[Date Prev][Date Next][Thread Prev][Thread Next][Date Index][Thread Index]
Re: Game idea....
Mads Bondo Dydensborg wrote:
> One poster pointed out multiplayer issues. A single player that has no
> morale and gets a kick out of cheating, can completly ruin a dm game of
> Quake with 16 people in it. In Denmark, and particulary Sweden, these
> players exists. The real trouble here, is that they use bots/proxies, that
> is inserted between the client and the server, like this:
> quake client <--> bot/proxy <--> quake server
Yep, and the problem is that more and more games are moving to the
VM model (at least the big titles), so it looks like we'll end up with
the flexibility of the DLL/Proxy model, but with the ease of
"hack a few lines" QuakeC...
> And so on. I believe it is -really- hard to solve this effeciently. Unless
> you start encrypting the stream, someone will reverse engineer your
> network protocol, and there you go. Even if you encrypt it, you could
> probably have problems.
There has been a discussion about this on the Q2Java list, and somebody
said that the major reason the network protocol has been reversed,
is that people want to make demo editors. So a trivial start of a solution
could be to decouple the way a demo is recorded from what's sent
between client and network.
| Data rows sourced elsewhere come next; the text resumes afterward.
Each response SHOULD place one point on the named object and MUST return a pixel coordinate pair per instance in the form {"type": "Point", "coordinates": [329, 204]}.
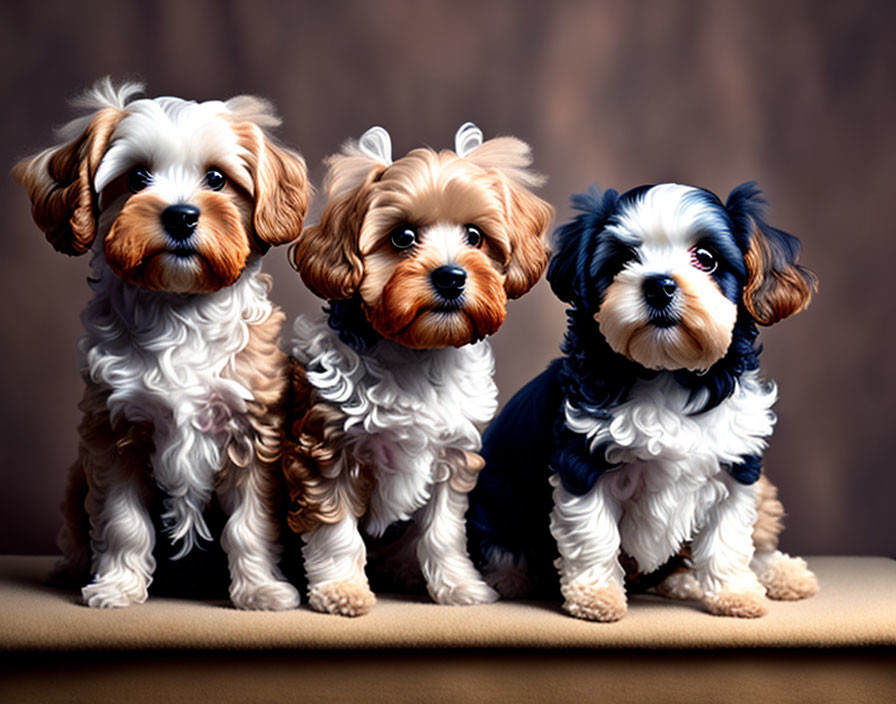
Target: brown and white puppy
{"type": "Point", "coordinates": [418, 258]}
{"type": "Point", "coordinates": [177, 201]}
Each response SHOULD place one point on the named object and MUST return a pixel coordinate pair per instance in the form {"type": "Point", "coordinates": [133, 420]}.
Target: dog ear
{"type": "Point", "coordinates": [777, 286]}
{"type": "Point", "coordinates": [528, 216]}
{"type": "Point", "coordinates": [574, 245]}
{"type": "Point", "coordinates": [59, 182]}
{"type": "Point", "coordinates": [279, 174]}
{"type": "Point", "coordinates": [327, 255]}
{"type": "Point", "coordinates": [528, 219]}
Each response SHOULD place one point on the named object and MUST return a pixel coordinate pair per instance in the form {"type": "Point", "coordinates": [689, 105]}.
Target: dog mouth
{"type": "Point", "coordinates": [443, 306]}
{"type": "Point", "coordinates": [664, 320]}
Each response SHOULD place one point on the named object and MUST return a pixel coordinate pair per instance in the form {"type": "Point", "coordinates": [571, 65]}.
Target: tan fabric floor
{"type": "Point", "coordinates": [856, 607]}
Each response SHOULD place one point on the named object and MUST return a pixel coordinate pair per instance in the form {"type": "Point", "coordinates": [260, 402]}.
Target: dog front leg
{"type": "Point", "coordinates": [722, 551]}
{"type": "Point", "coordinates": [586, 528]}
{"type": "Point", "coordinates": [784, 577]}
{"type": "Point", "coordinates": [335, 557]}
{"type": "Point", "coordinates": [122, 535]}
{"type": "Point", "coordinates": [450, 575]}
{"type": "Point", "coordinates": [250, 540]}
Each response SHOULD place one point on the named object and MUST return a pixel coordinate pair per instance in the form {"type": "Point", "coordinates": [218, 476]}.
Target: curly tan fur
{"type": "Point", "coordinates": [776, 288]}
{"type": "Point", "coordinates": [319, 488]}
{"type": "Point", "coordinates": [604, 604]}
{"type": "Point", "coordinates": [737, 605]}
{"type": "Point", "coordinates": [99, 440]}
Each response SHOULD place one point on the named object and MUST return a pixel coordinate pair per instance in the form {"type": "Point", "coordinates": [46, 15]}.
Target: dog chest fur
{"type": "Point", "coordinates": [403, 409]}
{"type": "Point", "coordinates": [672, 460]}
{"type": "Point", "coordinates": [175, 366]}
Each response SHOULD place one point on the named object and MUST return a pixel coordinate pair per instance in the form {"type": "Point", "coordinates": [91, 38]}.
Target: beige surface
{"type": "Point", "coordinates": [856, 607]}
{"type": "Point", "coordinates": [458, 676]}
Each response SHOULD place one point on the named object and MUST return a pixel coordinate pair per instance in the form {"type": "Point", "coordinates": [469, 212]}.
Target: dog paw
{"type": "Point", "coordinates": [347, 598]}
{"type": "Point", "coordinates": [681, 585]}
{"type": "Point", "coordinates": [737, 604]}
{"type": "Point", "coordinates": [467, 594]}
{"type": "Point", "coordinates": [267, 596]}
{"type": "Point", "coordinates": [605, 603]}
{"type": "Point", "coordinates": [789, 579]}
{"type": "Point", "coordinates": [115, 590]}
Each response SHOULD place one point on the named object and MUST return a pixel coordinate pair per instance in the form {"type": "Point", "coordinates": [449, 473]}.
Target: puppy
{"type": "Point", "coordinates": [177, 201]}
{"type": "Point", "coordinates": [654, 421]}
{"type": "Point", "coordinates": [418, 258]}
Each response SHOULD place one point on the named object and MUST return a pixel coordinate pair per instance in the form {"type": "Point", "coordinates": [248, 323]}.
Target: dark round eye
{"type": "Point", "coordinates": [474, 236]}
{"type": "Point", "coordinates": [403, 237]}
{"type": "Point", "coordinates": [704, 260]}
{"type": "Point", "coordinates": [214, 179]}
{"type": "Point", "coordinates": [138, 179]}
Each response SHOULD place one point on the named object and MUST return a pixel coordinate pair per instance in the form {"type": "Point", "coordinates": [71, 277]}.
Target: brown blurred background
{"type": "Point", "coordinates": [797, 95]}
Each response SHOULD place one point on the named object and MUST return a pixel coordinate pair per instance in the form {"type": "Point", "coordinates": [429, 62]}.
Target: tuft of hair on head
{"type": "Point", "coordinates": [251, 108]}
{"type": "Point", "coordinates": [59, 180]}
{"type": "Point", "coordinates": [101, 95]}
{"type": "Point", "coordinates": [511, 156]}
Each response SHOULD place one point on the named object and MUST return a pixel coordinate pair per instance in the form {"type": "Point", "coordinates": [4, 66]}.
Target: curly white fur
{"type": "Point", "coordinates": [169, 360]}
{"type": "Point", "coordinates": [410, 414]}
{"type": "Point", "coordinates": [672, 486]}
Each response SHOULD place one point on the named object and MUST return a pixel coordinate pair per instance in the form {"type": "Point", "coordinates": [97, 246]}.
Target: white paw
{"type": "Point", "coordinates": [275, 595]}
{"type": "Point", "coordinates": [346, 598]}
{"type": "Point", "coordinates": [115, 590]}
{"type": "Point", "coordinates": [788, 579]}
{"type": "Point", "coordinates": [604, 603]}
{"type": "Point", "coordinates": [746, 604]}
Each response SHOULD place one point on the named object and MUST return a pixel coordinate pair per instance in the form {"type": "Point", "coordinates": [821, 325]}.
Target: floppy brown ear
{"type": "Point", "coordinates": [59, 182]}
{"type": "Point", "coordinates": [327, 255]}
{"type": "Point", "coordinates": [777, 286]}
{"type": "Point", "coordinates": [528, 217]}
{"type": "Point", "coordinates": [281, 186]}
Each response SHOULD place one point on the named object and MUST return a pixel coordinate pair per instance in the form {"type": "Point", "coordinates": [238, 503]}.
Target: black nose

But ofcourse the whole point of proper
C/S separation is that demo recoding becomes as trivial as recording
the packets and playing them back with a S stub.. But maybe they're
right, if the demo specs are available for nothing and have zero to do
with the network transmissions, there will be less incentive among the
"white" programmers to reverse netcode, and the "black" guys are
usually not smart enough for that ;) (most botters/proxiers are just
the Q2 script kiddies)
Good point though when it comes to OSS... I have no idea what
you can do about somebody who downloads the client source,
programs autoaiming in it, and recompiles... CRC checks would
hamper platform independence (every binary would be different),
obfuscation sucks, and any protocol C/S negotiate to prove their
"realness" to eachother is futile with source available...
> Oh, and in case you did not know, let me tell you of a few client side
> model modifications that have been used troughout time;
Yeah, this is a problem; I know some people play with spikes
even in official wars... No more sneaking around the corner in a 1:1.